# Which ADSL wireless modem router to buy ?



## hgaaditya (Dec 1, 2012)

Hey guys I'm from Bangalore,and i'm gettin a new BSNL DSL broadband connection this week,and i was planning to buy my own own wireless modem. I searched for a while on the internet and narrowed down my search to these 2:

1)DLink DSL 2730 U N150 Wireless
D-Link DSL-2730U Wireless N 150 ADSL2+ 4-Port Router | Router | Flipkart.com
&

2)ASUS DSL N10E wireless N150
Asus DSL-N10E Wireless-N150 ADSL Modem Router | Router | Flipkart.com

I also have these in my mind but i have never heard of that brand so not very interested in it,,,

DLink DSL 2750
D-Link DSL-2750U Wireless N ADSL2+ 4-Port Wi-Fi Router | Router | Flipkart.com


TP-Link
TP-LINK TD-W8951ND 150Mbps Wireless N ADSL2+ Modem Router | Router | Flipkart.com

The thing is i know that DLink is a very reputed and reliable brand but still asus has got a few good features and its not a bad company...im using a asus mobo.....
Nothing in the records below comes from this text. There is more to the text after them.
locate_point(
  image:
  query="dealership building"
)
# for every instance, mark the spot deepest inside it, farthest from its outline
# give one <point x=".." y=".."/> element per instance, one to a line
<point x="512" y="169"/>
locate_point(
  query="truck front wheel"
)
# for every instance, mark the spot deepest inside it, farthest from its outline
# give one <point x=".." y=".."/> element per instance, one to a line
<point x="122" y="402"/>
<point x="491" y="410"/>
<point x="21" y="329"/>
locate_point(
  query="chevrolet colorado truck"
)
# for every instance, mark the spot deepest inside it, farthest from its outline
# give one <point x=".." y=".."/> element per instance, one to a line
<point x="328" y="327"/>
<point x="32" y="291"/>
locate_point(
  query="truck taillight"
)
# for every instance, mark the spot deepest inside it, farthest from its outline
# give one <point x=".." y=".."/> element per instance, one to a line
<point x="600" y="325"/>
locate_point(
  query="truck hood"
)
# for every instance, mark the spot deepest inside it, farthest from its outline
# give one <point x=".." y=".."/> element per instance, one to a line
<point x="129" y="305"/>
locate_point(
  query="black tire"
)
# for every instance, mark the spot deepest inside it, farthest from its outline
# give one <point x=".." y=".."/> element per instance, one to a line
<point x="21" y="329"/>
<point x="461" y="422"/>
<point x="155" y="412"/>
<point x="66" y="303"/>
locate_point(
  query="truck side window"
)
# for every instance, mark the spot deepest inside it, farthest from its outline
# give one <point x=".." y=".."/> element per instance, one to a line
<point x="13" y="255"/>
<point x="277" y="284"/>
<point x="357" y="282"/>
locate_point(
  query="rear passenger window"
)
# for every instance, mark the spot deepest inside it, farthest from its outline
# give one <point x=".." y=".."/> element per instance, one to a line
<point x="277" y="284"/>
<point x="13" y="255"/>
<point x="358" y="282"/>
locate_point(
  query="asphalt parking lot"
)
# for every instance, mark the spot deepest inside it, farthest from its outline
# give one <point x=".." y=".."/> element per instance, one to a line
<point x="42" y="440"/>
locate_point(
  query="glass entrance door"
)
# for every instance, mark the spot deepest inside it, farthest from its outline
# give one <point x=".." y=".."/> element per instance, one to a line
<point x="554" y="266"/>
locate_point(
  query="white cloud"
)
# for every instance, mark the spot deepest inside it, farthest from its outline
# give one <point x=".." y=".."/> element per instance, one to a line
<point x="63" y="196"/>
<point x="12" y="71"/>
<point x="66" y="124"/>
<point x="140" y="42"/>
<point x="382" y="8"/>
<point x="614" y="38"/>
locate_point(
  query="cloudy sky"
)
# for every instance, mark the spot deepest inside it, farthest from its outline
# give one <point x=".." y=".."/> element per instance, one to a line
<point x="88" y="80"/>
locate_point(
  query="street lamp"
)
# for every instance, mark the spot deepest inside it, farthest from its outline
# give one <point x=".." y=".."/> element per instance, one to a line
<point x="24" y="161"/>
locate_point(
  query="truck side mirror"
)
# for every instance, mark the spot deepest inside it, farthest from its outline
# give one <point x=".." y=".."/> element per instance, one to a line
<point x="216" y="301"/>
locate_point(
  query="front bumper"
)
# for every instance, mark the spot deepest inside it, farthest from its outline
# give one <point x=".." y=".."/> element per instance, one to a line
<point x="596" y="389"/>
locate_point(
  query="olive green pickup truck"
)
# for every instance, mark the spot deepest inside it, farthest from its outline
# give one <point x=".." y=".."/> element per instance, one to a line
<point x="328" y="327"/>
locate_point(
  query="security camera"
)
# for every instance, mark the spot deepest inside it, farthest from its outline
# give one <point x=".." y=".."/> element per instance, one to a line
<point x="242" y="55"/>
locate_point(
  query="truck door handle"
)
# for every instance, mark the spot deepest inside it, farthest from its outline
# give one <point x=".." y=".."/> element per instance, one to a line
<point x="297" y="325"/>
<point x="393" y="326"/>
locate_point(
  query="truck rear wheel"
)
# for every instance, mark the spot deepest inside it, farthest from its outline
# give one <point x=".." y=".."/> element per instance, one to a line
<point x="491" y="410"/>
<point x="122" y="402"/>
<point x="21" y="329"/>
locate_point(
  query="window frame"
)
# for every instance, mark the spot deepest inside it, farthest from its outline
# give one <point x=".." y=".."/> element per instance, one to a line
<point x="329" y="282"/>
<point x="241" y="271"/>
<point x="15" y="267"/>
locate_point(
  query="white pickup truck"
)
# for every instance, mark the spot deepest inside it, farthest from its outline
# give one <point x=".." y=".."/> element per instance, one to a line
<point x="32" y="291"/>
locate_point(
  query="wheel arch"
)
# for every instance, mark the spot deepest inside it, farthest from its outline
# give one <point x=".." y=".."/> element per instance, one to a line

So please let me know which one to choose from these....
Any advice is welcome...and thank you in advance...


----------



## whitestar_999 (Dec 1, 2012)

below Rs.7000 only options worth considering are Asus & TP-LINK in modems/routers.again Asus is more known for its wifi routers so for modem+router only option left is TP-LINK.you don't know but TP-LINK is the biggest brand in home/small office segment in the world & on any major international broadband forum/shopping site TP-LINK is the preferred option for its price in most cases.get this 300mbps version & also flipkart is usually overpriced.
TP-LINK DW8961 ADSL plus WIFI 300MBPS


----------



## hgaaditya (Dec 1, 2012)

Thank you for your input sir..but i couldnt understand why you didnt mention Dlink in your list...And Also i have a old modem with me,must be utstarcom or zte ....should i buy just a router and use it with the old modem ...or just buy a new modem+router....
I think the seperate modem and router setup might be slow.....please let me know what you think..


----------



## whitestar_999 (Dec 2, 2012)

like i said in my previous post dlink/netgear/belkin etc are not good choices if you are spending less than 7000.below 7000 only good options are tp-link & asus.you can buy either a router or modem+router & there will be no difference regarding speed.configuring modem+router is simpler than configuring separate modem and router setup but if in future you decide to use cable broadband(like sify,beam,YOU etc) or reliance broadband then a router will come handy since these services usually don't work so well with modem+router.


----------



## hgaaditya (Dec 2, 2012)

Thank you john...then i think i wil just buy a cheap router and wil use the existing modem.. My internet  speed is just 1mbps so it wont be problem for the zte modem i guess,..and as far as configuring..im into computers and geeky stuff..so shouldnt be a problem....


----------



## whitestar_999 (Dec 3, 2012)

then get this.best router for its price:
TP-LINK TL-WR841N 300Mbps Wireless N Router | Router | Flipkart.com


----------